What Does TMJ Therapy Involve?
There are two prominent philosophies and perspectives to addressing TMD:
- Bio-Psychosocial Perspective
- Bio-Physiologic Neuromuscular Perspective
The National Institute of Dental and Craniofacial Research (NIDCR) ignores that TMD may have not only a muscular component to this disease/dysfunction but that it also may have an occlusal component as well is an over-site which only exemplifies its intent to ignore the bio-physiologic factors of the stomatognathic system and posture of the upper quarter of the bodies systems.
- It suggests that medicine is the solution to TMD problems.
- It suggests that TMD often resolves itself and is self-healing.
- It emphasizes that TMD is a self-limiting disease and occlusal (bite) changes are to be avoided.
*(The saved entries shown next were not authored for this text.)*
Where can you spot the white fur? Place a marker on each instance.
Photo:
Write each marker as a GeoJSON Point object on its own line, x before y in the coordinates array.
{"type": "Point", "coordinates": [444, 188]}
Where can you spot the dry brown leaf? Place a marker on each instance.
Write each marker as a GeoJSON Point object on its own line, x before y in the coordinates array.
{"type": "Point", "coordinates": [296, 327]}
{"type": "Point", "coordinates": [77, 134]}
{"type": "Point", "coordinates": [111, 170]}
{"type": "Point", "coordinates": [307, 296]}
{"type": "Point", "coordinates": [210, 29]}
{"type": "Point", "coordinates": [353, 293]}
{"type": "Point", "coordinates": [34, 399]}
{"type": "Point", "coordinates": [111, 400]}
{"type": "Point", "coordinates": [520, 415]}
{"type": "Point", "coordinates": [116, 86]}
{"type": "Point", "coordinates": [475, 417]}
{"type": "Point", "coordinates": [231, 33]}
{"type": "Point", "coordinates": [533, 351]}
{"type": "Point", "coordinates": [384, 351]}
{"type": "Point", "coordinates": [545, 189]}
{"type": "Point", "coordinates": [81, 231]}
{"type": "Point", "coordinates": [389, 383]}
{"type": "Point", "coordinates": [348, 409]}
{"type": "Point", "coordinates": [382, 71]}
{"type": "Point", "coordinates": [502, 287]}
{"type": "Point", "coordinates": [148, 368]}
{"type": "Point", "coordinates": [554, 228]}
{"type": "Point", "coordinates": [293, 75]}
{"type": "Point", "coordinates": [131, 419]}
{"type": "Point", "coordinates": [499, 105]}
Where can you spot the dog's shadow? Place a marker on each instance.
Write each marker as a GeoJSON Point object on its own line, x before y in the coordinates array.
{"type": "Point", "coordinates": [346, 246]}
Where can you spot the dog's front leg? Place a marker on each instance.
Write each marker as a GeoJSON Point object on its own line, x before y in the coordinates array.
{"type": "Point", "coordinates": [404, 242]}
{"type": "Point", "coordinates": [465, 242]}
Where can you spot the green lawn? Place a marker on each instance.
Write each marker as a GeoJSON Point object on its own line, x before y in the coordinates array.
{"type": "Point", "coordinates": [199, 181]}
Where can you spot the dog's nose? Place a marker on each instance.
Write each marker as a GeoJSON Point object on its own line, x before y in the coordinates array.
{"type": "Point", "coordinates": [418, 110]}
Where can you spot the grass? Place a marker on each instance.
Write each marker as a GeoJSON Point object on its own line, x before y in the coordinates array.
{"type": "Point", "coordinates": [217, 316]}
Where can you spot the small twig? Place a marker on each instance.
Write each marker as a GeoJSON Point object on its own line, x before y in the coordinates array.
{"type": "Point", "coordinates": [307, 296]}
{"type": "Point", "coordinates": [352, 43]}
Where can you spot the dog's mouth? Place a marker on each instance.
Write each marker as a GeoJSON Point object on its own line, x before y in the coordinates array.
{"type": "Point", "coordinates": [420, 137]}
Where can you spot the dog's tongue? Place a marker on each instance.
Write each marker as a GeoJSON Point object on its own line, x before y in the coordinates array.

- It does not acknowledge that TMD is a major component in the scope of dental practice nor does it recognize that the dentist has a major role in dealing with muscles, joints and teeth as it pertains to temporomandibular joint disorder and all the associated signs and symptoms that relate to the trigeminal system.
Bio-Physiologic Gneuromuscular (GNM) Perspective
This approach focuses on not only the subjective patient complaints, but also on objective assessment of the musculoskeletal occlusal signs and symptoms of TMD.
- Measuring technology and instrumentation are used and include: 1) computerized mandibular tracking, 2) surface electromyography and 3) electrosonography of the TMJ.
- The US Food and Drug Administration (FDA) approved the sale of these devices for these purposes of measuring activity that directly relates to the TMJ. The medical necessity of their use for each patient must be documented by the treating dentist and certainly are non-invasive approaches to document medical necessity.
- These devices have been found to be extremely useful in aiding the clinician to arrive at a diagnosis for conservative treatment. NIDCR fails to even recognize such.
- The use of objective quantifiable diagnostic procedures should be implemented to quantify and qualify a patient’s dysfunction. This certainly adds essential, accurate information in the effective diagnostic and treatment process especially for patients with trauma episodes to the head and neck regions.